I agree with what you say, but Idon't agree when you quote Kristiansen, which you did several times in this thread.
His arguments and his interpretations are to selective.
Here is another one Kristiansen does not mention, because it does not fit his narrative :
Early Neolithic executions indicated by clustered cranial trauma in the mass grave of Halberstadt
https://www.nature.com/articles/s41467-018-04773-w
Abstract
The later phase of the Central European Early Neolithic witnessed a rise in collective lethal violence to a level undocumented up to this date. This is evidenced by repeated massacres of settled communities of the Linearbandkeramik (ca. 5600–4900 cal BC), the first full farming culture in this area. Skeletal remains of several dozen victims of this prehistoric warfare are known from different sites in Germany and Austria. Here we show that the mass grave of Halberstadt, Germany, a new mass fatality site from the same period, reveals further and so far unknown facets of Early Neolithic collective lethal violence. A highly selected, almost exclusively adult male and non-local population sample was killed by targeted blows to the back of the head, indicating a practice of systematic execution under largely controlled conditions followed by careless disposal of the bodies. This discovery significantly increases current knowledge about warfare-related violent behaviour in Early Neolithic Central Europe.
I think it puts the invasion in another perspective.

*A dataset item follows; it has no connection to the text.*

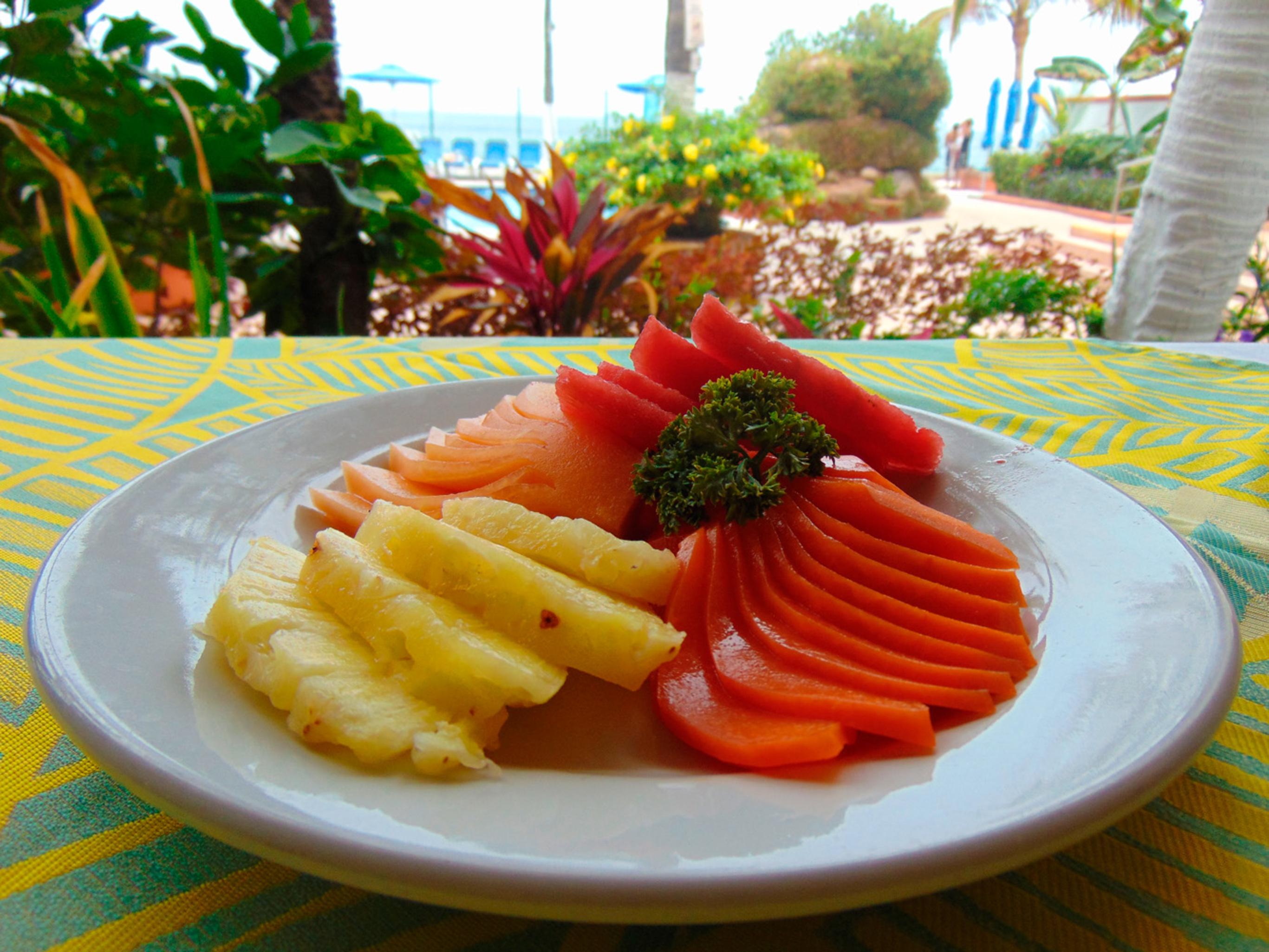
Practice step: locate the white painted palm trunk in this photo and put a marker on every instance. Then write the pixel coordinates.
(1209, 188)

Maybe it changes your mind on Eulau too.
The IE invasions were not violent invasions in peacefull societies.
The societies invaded were often as violent and as male-centered elitarian as the IE themselves.
As I pointed out before it was a worldwide phenomenon.
And yes, it were probably the societies who were best organised and focused on violence who survived in this period of reduced Y-DNA diversity.
I must say I have the impression the IE were not only good in organised violence, it seems to me they were also good at adopting new technologies and embracing customs of other societies.
They adopted the Bell Beaker styles and they continued the Stonehenge traditions.
I believe it was already like that in the paleolithic.
A good example might be the 45,4 ka expansion of haplogroup K :
https://www.yfull.com/tree/K/
They must have replaced and expelled a good deal of other clades (including the Neanderthals).
That is how in a very short time (50-40 ka) modern humans conquered the whole of Eurasia and replaced all other archaic humans.
There may have been more expulsion and less replacement at that time, because 50 ka modern humans occupied just very small parts of Eurasia - there were still many lands left to flee to.
It is new technologies since 10 ka that broke the balances again,and the world was allready much more densely populated. And we know most about the last replacements, because many traces of the earlier replacements that started 10 ka are vanished.